The point is made by respondent's learned counsel that assuming, arguendo, that it was error to give plaintiff's instruction No. 2, and likewise to refuse defendant's instructions "A" and "B," the record discloses that such errors were in fact harmless and consequently not reversible errors. The argument is made that since instruction No. 1 is the only instruction authorizing the assessment of both compensatory and punitive damages, and the jury by their verdict assessed both compensatory and punitive damages, it follows that the jury found the facts hypothesized in that instruction, including the finding that plaintiff intended to pay his fare and thus become a passenger; and that therefore it affirmatively appears that the jury were in no way misled to the prejudice of the defendant.
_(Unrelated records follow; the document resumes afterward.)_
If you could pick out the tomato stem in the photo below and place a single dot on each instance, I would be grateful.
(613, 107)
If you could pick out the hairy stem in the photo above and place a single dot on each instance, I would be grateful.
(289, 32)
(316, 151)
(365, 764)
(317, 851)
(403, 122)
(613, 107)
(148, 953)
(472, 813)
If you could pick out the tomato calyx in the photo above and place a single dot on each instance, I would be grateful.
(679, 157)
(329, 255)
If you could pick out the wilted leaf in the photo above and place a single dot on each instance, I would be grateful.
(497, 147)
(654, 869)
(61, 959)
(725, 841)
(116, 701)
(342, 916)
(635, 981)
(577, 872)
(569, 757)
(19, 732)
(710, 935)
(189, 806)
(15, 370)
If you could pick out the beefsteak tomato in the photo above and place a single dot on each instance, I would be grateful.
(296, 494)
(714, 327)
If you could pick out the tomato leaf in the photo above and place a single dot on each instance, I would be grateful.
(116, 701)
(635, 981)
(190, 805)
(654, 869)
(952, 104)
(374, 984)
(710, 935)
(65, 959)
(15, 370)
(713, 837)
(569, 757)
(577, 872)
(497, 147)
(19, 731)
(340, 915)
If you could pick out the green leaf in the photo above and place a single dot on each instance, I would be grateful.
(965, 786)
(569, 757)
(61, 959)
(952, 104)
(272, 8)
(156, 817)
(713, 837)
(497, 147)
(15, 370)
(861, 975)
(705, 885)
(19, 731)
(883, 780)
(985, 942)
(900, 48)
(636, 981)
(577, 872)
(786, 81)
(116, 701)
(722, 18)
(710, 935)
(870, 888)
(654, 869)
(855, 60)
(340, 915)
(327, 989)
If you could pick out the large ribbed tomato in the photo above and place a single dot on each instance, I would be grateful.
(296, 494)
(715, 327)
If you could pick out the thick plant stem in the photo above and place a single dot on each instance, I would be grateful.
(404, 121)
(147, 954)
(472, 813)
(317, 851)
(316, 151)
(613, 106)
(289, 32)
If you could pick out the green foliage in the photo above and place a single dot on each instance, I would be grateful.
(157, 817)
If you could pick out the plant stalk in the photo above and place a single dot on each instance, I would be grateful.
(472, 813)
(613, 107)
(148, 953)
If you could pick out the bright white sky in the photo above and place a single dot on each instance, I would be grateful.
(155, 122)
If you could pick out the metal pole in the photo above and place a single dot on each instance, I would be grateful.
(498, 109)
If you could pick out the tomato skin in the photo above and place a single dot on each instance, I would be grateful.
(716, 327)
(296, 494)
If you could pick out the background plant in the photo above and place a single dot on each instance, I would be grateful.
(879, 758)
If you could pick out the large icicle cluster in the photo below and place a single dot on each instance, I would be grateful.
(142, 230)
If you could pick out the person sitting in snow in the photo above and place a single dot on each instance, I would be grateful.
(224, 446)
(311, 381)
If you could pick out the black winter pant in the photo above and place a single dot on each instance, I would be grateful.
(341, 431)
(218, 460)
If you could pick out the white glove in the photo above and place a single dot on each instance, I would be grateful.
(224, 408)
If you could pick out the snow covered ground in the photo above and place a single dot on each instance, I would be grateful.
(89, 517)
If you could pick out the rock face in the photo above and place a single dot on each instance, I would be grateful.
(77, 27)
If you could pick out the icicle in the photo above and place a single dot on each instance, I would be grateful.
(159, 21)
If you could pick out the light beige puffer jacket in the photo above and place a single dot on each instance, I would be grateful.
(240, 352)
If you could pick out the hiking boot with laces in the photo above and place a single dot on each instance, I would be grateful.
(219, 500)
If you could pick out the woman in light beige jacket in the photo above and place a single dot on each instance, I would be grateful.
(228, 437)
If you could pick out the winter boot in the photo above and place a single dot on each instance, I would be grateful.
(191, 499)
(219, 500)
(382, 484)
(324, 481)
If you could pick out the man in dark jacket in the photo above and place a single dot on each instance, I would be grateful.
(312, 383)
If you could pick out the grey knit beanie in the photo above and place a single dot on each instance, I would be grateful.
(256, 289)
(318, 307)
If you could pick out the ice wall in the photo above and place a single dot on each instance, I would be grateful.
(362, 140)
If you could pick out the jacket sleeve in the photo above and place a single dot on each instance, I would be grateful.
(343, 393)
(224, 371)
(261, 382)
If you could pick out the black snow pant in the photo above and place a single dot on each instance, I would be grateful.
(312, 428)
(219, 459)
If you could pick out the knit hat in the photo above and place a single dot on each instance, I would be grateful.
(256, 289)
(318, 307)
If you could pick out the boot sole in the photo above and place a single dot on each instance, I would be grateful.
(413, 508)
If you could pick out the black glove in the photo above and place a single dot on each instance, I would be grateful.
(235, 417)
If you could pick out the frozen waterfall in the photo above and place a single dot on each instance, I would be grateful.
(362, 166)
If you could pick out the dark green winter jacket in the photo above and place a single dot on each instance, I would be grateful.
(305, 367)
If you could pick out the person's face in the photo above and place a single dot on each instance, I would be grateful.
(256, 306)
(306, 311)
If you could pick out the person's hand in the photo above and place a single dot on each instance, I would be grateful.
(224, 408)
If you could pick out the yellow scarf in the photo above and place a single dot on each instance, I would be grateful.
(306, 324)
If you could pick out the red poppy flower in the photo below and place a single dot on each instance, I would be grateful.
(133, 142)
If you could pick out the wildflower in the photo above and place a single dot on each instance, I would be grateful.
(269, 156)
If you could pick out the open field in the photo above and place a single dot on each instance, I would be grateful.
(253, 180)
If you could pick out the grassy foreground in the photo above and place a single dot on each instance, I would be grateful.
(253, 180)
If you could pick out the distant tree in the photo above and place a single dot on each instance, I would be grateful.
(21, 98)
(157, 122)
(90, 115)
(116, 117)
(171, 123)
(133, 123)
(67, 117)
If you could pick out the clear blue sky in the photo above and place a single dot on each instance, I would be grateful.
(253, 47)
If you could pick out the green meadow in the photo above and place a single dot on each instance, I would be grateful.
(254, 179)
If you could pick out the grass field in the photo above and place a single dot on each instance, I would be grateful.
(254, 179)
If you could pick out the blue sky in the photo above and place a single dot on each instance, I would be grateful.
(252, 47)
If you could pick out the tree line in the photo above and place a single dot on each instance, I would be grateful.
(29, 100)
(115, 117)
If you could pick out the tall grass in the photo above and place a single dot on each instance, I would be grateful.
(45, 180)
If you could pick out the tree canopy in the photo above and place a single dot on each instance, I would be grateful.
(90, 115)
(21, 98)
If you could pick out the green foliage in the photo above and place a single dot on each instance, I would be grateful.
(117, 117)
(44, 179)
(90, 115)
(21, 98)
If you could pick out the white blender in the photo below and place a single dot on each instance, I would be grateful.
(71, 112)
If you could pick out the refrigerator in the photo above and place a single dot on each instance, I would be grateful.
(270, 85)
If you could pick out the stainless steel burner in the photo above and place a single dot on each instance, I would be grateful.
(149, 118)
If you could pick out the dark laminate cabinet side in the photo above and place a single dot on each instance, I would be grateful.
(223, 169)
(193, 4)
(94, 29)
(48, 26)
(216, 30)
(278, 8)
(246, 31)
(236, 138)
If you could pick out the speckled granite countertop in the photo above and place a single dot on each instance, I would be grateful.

This argument appears to us as having merit under the circumstances presented by this record. It is true that if it was error to give plaintiff's instruction No. 2, it was not cured by the mere giving of plaintiff's instruction No. 1 (Hall v. Coal Coke Co., 260 Mo. 351, 168 S.W. 927); and the error, if any, in refusing defendant's instructions "A" and "B" could not have been thus cured. But the record discloses a verdict which, if the jury gave heed to the instructions, could not have been returned without a finding that the plaintiff intended to pay his fare and thus become a passenger, as required by plaintiff's first instruction. No instruction on the measure of damages, as such, was given, but that matter was covered at the end of each of plaintiff's two instructions, supra. By the first thereof, upon a finding of the facts therein hypothesized, the jury were authorized to assess punitive damages as well as compensatory damages; whereas the second instruction, upon a finding of the facts therein hypothesized, authorized the *Page 378 assessment of compensatory damages only. If the jury followed and obeyed the instructions, they could not have assessed punitive damages without finding the facts required to be found by the first instruction, for in no other instruction may authority be found for assessing damages of this character. We think that we may properly proceed upon the presumption that the jurors followed and obeyed the instructions, as was their sworn duty. And here utilizing that presumption, we may take the verdict before us as establishing the fact that the jury did find that plaintiff intended to pay his fare and thus become a passenger upon the car.
In this view, if it was error to give plaintiff's instruction No. 2 and to refuse defendant's instructions "A" and "B," it was harmless error, since it thus appears the jury were not thereby misled to appellant's prejudice. We are commanded not to reverse the judgment of any court unless we "believe that error was committed by such court against the appellant or plaintiff in error, materially affecting the merits of the action," (Sec. 2082, Rev. Stat. 1909) and to disregard any error not affecting "the substantial rights of the adverse party." [Sec. 1850, Rev. Stat. 1909.] Under the circumstances, we do not believe the errors complained of, if errors they be, are such as to materially affect the merits of the action or the substantial rights of the appellant.
The judgment is accordingly affirmed. All concur.